The similarity to the University of South Carolina’s in-state rivalry with Clemson is just too good to pass up. South Carolina’s Gamecocks have always played second fiddle to Clemson, but always have a shot to play spoiler. Sharief is capable of putting up some points, but it’s going to take another big upset to knock off Book.
BONUS MATCH UP: UNITED STATES SENATE
Obviously, this one’s a general election contest, but the parallels between the two candidates and their respective schools were too good to pass up – especially since they match up well with their actual alma maters.
Marco Rubio – Florida Gators: The incumbent U.S. Senator has a lot in common with with the Gators, his alma mater, starting with the fact that the Gators come into the season ranked 13th in the nation, higher than their in-state rivals (including Rubio’s other school, Miami, where he graduated earned his law degree).
Like the Gators, Rubio is expected to defeat his general election opponent, Val Demings, but the contest could still prove a tough one for Rubio. He’ll be helped by his own in-state recruiting pipeline that will include fundraising help from NRSC Chair Rick Scott and joint appearances with Gov. DeSantis down the homestretch (just as SEC schools will always support the SEC over the ACC). Financially, Rubio actually trails Demings at the moment, but polling indicates he still maintains a strong lead, and simulations run by FiveThirtyEight.com show that Rubio wins 9 out of 10 election scenario simulations.
Val Demings – Florida State Seminoles: She’s got the money. She’s got the national attention necessary to recruit talent and resources. She’s got open-field running with no serious contenders in the Democratic primary, so she’ll be rested and ready to play when the general election campaign begins in earnest later this month.

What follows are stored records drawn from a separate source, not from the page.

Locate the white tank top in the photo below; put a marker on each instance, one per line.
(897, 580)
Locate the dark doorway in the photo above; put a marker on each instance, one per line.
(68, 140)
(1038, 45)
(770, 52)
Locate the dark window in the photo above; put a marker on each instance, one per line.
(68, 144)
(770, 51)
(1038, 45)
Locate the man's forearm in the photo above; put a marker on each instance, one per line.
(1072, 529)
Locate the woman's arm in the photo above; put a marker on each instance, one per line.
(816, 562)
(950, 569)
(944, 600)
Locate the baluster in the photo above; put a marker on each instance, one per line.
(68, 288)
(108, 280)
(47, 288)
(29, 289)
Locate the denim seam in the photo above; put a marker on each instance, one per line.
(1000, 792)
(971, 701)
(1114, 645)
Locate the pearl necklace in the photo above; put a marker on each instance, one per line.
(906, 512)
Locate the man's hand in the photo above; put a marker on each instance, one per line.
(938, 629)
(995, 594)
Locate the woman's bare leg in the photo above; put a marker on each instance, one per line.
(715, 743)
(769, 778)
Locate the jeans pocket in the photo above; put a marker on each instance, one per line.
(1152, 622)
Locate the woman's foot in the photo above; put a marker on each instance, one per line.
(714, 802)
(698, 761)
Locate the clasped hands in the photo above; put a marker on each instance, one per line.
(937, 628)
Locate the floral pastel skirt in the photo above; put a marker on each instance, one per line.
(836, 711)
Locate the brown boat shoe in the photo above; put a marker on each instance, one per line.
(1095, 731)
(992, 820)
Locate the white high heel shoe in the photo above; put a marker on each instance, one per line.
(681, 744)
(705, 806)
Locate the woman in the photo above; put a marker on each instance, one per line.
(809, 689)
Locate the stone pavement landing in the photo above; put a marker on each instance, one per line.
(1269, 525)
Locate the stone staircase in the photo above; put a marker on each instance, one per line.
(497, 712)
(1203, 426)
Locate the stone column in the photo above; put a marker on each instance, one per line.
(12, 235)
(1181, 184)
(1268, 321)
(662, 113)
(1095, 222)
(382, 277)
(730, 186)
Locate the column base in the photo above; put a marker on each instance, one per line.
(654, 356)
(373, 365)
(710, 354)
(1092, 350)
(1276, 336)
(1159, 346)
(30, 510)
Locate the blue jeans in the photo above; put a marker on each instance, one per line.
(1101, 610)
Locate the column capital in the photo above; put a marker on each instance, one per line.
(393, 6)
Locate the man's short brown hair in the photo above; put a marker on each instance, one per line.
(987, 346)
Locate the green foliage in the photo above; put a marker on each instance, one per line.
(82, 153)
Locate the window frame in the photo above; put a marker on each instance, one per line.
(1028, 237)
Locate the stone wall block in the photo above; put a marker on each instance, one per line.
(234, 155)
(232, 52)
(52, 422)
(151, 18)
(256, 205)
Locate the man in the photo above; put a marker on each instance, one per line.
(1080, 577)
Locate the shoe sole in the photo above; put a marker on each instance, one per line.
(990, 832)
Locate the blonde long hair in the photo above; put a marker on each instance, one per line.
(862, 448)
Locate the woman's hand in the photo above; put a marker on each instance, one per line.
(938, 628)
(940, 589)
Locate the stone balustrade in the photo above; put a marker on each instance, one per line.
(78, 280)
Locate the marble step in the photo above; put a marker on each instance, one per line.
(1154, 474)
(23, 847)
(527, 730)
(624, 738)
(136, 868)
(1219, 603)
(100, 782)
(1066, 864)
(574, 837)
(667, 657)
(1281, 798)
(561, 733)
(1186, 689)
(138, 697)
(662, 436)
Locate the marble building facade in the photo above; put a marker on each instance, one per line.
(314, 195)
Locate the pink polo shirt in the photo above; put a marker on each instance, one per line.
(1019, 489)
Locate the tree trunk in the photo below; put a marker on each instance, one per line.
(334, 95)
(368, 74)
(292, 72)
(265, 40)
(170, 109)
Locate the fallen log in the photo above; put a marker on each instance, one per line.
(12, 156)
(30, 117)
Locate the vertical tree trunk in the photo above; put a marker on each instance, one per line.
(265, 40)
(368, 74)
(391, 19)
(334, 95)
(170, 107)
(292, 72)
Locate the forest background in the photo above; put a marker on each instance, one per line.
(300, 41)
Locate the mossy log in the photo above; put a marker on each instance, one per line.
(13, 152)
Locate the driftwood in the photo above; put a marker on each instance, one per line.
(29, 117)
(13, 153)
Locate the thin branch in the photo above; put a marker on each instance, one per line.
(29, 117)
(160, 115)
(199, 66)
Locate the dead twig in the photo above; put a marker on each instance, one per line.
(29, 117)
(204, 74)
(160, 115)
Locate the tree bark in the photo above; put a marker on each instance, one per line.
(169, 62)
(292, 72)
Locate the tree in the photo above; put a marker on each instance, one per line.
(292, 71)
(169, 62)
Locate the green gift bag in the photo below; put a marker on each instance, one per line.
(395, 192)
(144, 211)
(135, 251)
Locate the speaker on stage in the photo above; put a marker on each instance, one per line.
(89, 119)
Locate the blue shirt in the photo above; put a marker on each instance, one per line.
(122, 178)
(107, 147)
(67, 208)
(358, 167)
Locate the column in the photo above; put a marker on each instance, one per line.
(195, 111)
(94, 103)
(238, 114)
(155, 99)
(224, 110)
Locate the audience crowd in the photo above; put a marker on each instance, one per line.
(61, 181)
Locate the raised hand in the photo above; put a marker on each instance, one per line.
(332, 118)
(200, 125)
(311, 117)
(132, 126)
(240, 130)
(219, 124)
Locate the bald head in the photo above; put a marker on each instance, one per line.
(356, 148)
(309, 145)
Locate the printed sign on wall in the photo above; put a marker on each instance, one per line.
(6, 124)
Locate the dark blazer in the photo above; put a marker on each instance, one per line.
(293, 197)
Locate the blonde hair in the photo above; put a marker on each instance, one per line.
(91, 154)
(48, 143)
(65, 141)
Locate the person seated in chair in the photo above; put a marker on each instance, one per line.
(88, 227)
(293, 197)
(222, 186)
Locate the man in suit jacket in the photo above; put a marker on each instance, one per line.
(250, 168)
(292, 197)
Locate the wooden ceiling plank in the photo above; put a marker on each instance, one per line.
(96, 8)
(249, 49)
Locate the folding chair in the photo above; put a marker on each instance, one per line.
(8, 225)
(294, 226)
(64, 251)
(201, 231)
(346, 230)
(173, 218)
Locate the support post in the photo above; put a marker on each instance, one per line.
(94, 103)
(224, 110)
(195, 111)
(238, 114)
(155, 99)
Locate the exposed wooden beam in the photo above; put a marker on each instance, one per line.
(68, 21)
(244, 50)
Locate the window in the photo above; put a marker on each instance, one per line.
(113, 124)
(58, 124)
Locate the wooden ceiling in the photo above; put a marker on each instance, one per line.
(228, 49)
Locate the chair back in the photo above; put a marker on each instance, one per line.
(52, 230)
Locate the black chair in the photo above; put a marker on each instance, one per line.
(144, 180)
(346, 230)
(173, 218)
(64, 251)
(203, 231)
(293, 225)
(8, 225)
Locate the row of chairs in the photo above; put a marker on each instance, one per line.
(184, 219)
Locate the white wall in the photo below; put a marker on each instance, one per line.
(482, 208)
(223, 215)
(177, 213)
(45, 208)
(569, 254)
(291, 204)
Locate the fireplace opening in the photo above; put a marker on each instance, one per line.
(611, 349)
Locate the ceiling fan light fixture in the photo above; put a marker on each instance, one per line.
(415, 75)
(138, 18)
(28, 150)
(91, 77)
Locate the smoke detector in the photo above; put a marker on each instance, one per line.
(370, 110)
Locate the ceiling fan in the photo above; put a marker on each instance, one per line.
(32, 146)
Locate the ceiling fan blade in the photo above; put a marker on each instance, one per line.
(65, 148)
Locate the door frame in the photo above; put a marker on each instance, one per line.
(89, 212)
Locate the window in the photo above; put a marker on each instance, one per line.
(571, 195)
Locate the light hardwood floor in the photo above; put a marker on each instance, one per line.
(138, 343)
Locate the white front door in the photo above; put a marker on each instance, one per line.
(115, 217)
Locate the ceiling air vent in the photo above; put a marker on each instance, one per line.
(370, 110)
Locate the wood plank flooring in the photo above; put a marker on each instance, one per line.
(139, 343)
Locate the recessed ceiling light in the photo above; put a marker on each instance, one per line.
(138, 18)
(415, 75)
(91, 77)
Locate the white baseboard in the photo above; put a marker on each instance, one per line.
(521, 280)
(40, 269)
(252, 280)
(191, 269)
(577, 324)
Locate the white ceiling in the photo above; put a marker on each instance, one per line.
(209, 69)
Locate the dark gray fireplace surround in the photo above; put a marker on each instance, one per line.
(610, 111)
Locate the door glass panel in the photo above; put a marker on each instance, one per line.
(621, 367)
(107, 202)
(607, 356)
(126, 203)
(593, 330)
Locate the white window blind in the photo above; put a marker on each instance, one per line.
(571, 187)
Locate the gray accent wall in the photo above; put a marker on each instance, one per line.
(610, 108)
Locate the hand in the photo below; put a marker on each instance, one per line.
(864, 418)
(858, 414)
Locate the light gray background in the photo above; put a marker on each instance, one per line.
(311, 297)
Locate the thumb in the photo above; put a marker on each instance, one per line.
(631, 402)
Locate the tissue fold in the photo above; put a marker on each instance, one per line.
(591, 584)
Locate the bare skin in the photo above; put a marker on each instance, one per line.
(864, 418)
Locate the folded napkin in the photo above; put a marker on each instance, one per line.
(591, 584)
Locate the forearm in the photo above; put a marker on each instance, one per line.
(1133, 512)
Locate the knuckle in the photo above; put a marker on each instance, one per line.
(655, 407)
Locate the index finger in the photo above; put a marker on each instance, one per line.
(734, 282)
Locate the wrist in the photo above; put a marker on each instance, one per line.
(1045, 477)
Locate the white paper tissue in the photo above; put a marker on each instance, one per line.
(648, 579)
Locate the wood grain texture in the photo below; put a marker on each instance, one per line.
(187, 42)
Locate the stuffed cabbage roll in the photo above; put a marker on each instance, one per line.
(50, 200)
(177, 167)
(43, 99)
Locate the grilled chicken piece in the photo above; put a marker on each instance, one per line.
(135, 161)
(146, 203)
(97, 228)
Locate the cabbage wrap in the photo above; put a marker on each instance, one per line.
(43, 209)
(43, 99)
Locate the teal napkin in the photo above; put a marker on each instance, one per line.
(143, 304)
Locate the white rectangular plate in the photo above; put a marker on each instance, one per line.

Demings graduated from Florida State, which makes her alma mater the perfect football equivalent to Rubio’s Gators: Two historic programs. A heated in-state rivalry. The Gators with a slight edge — on paper — and have not lost to the Seminoles since 2017. That’s what makes for an epic football game, and it could make for an epic showdown on the November ballot when voters make their choice. Just a few weeks later, on November 25th, the Gators and Noles are set to clash.